Companies unite in pledge to give workers time for voting
At least 2 million workers will be given paid time off to vote for president this fall under a pact formed by hundreds of companies, which say boosting turnout is part of their corporate civic responsibility.
The agreement was announced Wednesday by a business coalition, Time to Vote, which said 383 firms have already made such a promise. The goal is to expand the roster to 1,000 by Election Day, doubling the participants in a similar initiative ahead of the 2018 congressional midterms.
The commitment by corporate America to support their employees' civic engagement is notable because efforts to shape turnout have been such a partisan flashpoint in recent years — and because not being able to break away from work is the top reason people cite for not voting.
Turnout is central to the outcome in every close election, and both sides say that will be true again in November. In only three of the past five presidential contests have more than 60 percent of eligible voters cast ballots.
Democratic legislatures have recently been assertive in pushing measures designed to make casting ballots more convenient, while Republicans in charge of statehouses have been more motivated to set strict rules for voting, they say in order to combat potential fraud. Smaller nationwide turnouts have tended to benefit the GOP, however.

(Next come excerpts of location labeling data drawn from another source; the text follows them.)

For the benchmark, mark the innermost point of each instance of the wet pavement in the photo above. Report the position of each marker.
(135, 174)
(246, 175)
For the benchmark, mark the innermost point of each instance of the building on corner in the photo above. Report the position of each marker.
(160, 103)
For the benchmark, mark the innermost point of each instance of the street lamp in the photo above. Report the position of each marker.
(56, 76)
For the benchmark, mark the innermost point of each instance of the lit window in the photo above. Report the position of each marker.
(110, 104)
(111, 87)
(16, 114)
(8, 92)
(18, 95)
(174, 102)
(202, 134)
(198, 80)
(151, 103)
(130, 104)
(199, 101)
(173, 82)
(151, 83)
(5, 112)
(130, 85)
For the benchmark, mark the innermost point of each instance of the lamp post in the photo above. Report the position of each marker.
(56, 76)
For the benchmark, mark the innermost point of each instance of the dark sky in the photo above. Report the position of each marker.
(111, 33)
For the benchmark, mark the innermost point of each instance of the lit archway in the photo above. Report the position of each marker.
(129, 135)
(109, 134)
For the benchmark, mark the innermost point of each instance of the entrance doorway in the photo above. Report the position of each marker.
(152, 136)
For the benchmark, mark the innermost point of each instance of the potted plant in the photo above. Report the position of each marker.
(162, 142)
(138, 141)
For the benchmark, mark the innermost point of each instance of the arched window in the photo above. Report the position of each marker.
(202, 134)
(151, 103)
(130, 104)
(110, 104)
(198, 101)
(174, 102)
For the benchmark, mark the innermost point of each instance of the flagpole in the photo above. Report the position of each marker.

The commitment by the companies could factor into what is expected to be a considerable increase in turnout as President Trump stands for re-election.
Bosses of companies in the Time to Vote coalition have promised to commit to accommodating workers in voting with paid time off on Election Day, by eliminating meetings or other internal obligations on Nov. 3, or by spending to help employees who are permitted to vote early or by mail.
A year ago House Democrats touted, but then quietly abandoned, legislation making Election Day a federal holiday. It is, however, a holiday for public sector workers in 13 states, the biggest of them New York and Illinois. And many unionized workers have paid time off for voting guarantees in their contracts.
Few who, so far, have signed on to Time to Vote are reliant on union labor. Among the members are financial services and health firms including JP Morgan Chase, Farmers Insurance and Kaiser Permanente; the information technology spinoff of Hewlett Packard; online businesses from Lyft to PayPal; and an array of retailers including Best Buy, Dick's Sporting Goods, Gap, Patagonia, REI Co-op, Target and Walmart.
Time to Vote, which says it's nonpartisan, first organized during the campaign two years ago, and the resulting 53 percent turnout was the highest in a century for a midterm.
Americans surveyed by the Pew Research Center before that election said they felt voting was important, but not always convenient. More than one-fifth of those surveyed cited logistical concerns as the main reason voting was difficult. And surveys by the Census Bureau after the last three midterms found that work or school conflicts were far and away the main reason cited by people who did not vote — more than a quarter of respondents each time.
A similar initiative that aims to alleviate these concerns for workers is ElectionDay.org, a project by the nonprofit Vote.org. More than 490 companies have promised to adopt policies that make voting easier for their workers.
This effort to increase voter participation from the business community "sends a powerful message," said Michael Waldman, president of the Brennan Center for Justice, a left-leaning group that advocates for many democracy reforms. "Ultimately, a culture shift will meaningfully boost voter participation, and business leaders can help drive that shift," he said.